Do you have a clinical pearl for delivering a deflexed, deeply impacted fetal head at cesarean delivery?
CASE At 2 Am, the director of nursing pages you, asking you to attend to a 26-year-old gravida 1 para 0 who has just been brought by ambulance to labor and delivery after attempting home birth.
The midwife caring for the patient reports that she has been fully dilated for 7 hours and has been pushing for 4 hours. You confirm that the patient is fully dilated, with the presenting part at +1 station; significant caput succedaneum; and molding of the fetal head.
Estimated fetal weight is 3,600 g. The fetal heart-rate tracing is Category II.
You recommend a cesarean delivery. The exhausted patient agrees, reluctantly.

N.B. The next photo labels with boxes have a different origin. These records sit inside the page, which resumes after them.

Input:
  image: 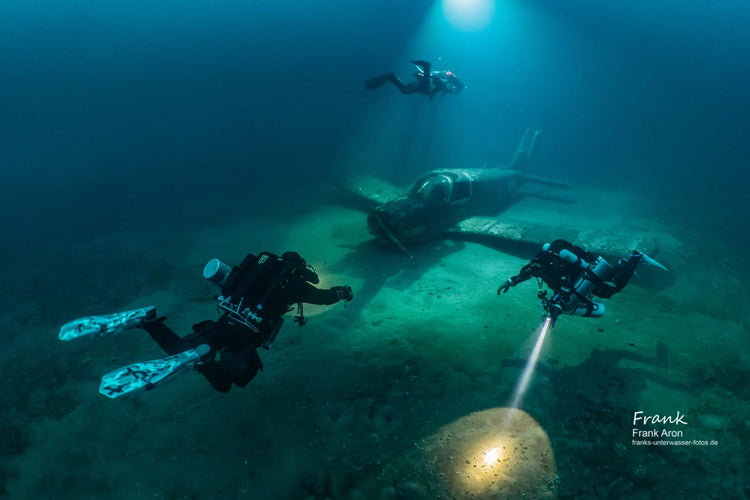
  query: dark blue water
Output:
[0,0,750,497]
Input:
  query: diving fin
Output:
[99,344,210,399]
[58,306,156,340]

But when you attempt to deliver the fetal head, you realize that it is deflexed and stuck deep in the pelvis. It’s going to be very difficult to deliver the head without trauma to the lower uterine segment, upper vagina and, possibly, the bladder.
What should you do now?
Experienced clinicians often recognize, instinctively, a looming catastrophe before it happens because we have seen a similar situation earlier in our career.1 After we identify the potential for trouble, we attempt to avert disaster by taking preventive action.
One very good occasion to use that “clinical sixth sense”
Consider the situation in which labor has been complicated by a long second stage, with a large fetus—a disaster waiting to happen. In such a case, cesarean delivery, if it is necessary, can be difficult to perform because the fetal head is stuck deep in the pelvis. Attempting to deliver a deeply impacted fetal head, using standard delivery maneuvers, may cause extensive trauma to the lower uterine segment, vagina, and bladder, and fetal injury. In turn, ureteral injury or postpartum hemorrhage may occur during your repair of damage to the lower uterine segment, vagina, or bladder.
In the scenario described a moment ago, the fact that the patient was in the second stage of labor for 7 hours, at home, without anesthesia, and with failure to progress to vaginal delivery increases the likelihood that the fetal head is impacted deep in the pelvis. Before you perform cesarean delivery, you might find it helpful to perform a vaginal examination to answer two questions:
- On vaginal examination, between contractions, can the fetal head be gently moved out of the pelvis? Or is it deeply impacted?
- Is there sufficient space between the fetal head and symphysis pubis to permit delivery with standard cesarean maneuvers?
If the head is impacted deep in the pelvis, I encourage you to consider alternative approaches to cesarean delivery, including reverse breech extraction (FIGURE 1) or an assist from a vaginal hand (FIGURE 2) to facilitate delivery.
FIGURE 1 Reverse breech extraction—the “pull technique”
Once the uterus has been opened, reach immediately into the upper segment for a fetal leg. Apply gentle traction on the leg until the other leg appears. With two legs held together, deliver (pull) the body of the fetus out of the uterus.
The “pull technique”: Reverse breech extraction
One randomized trial and one retrospective study have evaluated the use of reverse breech extraction (the pull technique) in comparison to pushing up with a vaginal hand from below (the push technique) for managing a difficult cesarean delivery after obstructed labor.
Results of a clinical trial. 108 Nigerian women who had obstructed labor were randomly assigned to a pull technique (reverse breech extraction) or a push technique (assist from a vaginal hand).2
The push technique in this study was reportedly performed with a “finger” in the vagina pushing up on the fetal head while the surgeon attempted to deliver the head in a standard fashion.
The pull technique was performed by opening the uterus, immediately reaching into the upper uterus for a fetal leg, and applying gentle traction on the leg until the second leg appeared. Then, with two legs held together, the body of the fetus was delivered (pulled) out of the uterus. The delivery was then completed using a technique similar to that used for a breech delivery. Standard breech delivery maneuvers were used to assist with the delivery of the fetal shoulders and fetal head.
Comparing the push technique with the pull technique, the push technique was associated with longer operative time (89 minutes compared with 56 minutes [p <.001]); greater blood loss (1,257 mL and 899 mL [p <.001]); and more extensions involving the uterus (30% and 11% [p <.05]) and vagina (17% and 4% [p <.05]) that required surgical repair. The rate of fetal injury was similar using either technique: 6% (push) and 7% (pull).